“Why are they going back?”

The sight of a multitude walking in the opposite direction gave me the impression that we were already late. In their hands were assorted baskets and plastic bags, most certainly filled with fish they bought from fishermen who landed early on with their catch.

“See! We lost the opportunity!”

My cousin’s husband would not let me forget that it was my fault. Not only we walked a long way, endangered our lives with the reckless ride and arrived when everyone was leaving.

“We can still wait. Maybe there are other fishermen who will come later.”

An overly masculine voice called out to us. He was someone we did not recognize but the man beside him, flagging us, was our host. He held a couple of big fish in each hand.

“Our journey is not fruitless, after all,” I celebrated happily.

“It’s a good thing my cousin is a resourceful guy,” Rolly said. His temper has dissipated.

We jogged toward the couple. They stood near a twenty-foot boat by the river bank, a short distance from the seashore.

“My friend here is offering us a ride home,” our host revealed. “We don’t need to walk home.”

“Indeed, the best news for today!” I exclaimed, thankful that another long walk would be avoided.

“That would be safer than riding a cart,” Rolly mumbled.

“What’s that?” our host asked, confused with his cousin’s statement.

“It’s a long story. You’ll never believe what happened.”

“You can relate it to me on the boat,” he said, motioning us to embark.

His friend has already turned on the engine while we spoke, waiting for us patiently to sit and enjoy the ride.

“Be careful,” Rolly warned me. “The bamboo is slippery.”

“Don’t worry, I can manage,” I replied, balancing myself, precariously stepping onto the scaffolds.

The boat moved forward, slowly maneuvering toward the deeper section of the river.

Then, there was a loud disturbance, something fell on the water.

I found myself floating alone, the boat was already ten yards away.

“Swim!” Rolly yelled from the boat that was stopped immediately by the operator. “I told you.”

“I slipped!” I shouted back, doing the freestyle in the most leisurely fashion.

“Faster!” he ordered, his voice had a hint of warning.

“Why the rush? I am enjoying myself.”

I saw the three of them busy looking for something. In seconds, they were holding long sticks.

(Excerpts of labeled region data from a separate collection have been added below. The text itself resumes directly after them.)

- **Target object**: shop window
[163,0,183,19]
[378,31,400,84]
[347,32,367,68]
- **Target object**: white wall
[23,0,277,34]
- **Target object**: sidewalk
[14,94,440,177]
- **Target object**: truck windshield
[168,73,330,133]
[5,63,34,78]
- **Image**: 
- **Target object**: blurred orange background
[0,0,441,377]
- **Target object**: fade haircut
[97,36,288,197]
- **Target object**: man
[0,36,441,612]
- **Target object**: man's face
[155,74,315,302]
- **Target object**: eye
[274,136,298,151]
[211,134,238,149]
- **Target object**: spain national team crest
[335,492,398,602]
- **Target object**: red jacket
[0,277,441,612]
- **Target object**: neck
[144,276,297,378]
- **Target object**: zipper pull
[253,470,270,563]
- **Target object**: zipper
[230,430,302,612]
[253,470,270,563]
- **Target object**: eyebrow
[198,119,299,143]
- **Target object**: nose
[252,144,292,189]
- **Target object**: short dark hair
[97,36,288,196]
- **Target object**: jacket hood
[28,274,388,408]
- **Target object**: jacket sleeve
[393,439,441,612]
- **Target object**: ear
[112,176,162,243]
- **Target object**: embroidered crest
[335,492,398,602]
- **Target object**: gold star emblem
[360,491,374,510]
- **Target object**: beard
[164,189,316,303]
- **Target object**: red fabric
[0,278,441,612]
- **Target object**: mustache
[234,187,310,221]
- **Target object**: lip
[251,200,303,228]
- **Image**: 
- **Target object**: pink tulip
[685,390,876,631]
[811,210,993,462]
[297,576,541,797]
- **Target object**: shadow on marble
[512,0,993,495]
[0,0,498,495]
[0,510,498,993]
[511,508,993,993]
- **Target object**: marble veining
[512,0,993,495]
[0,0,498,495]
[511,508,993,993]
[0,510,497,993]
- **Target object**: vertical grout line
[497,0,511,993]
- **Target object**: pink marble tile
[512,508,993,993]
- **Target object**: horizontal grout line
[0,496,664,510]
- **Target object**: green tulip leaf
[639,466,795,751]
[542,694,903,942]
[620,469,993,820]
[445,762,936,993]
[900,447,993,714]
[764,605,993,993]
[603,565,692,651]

“Come on! You don’t want to be breakfast.”

Did I hear that correctly? Me? Breakfast?

Then, an image flashed on my mind, words association and survival instinct rolled into one.

I swam faster. What I thought was behind me urged my whole body to seek the boat’s safety.

I climbed on board in a flash, scared and exhausted.

“What was it?” I asked apprehensively. “Was it a crocodile?”

“You’re lucky,” Rolly grinned. “It was a long driftwood that looked like the real thing.”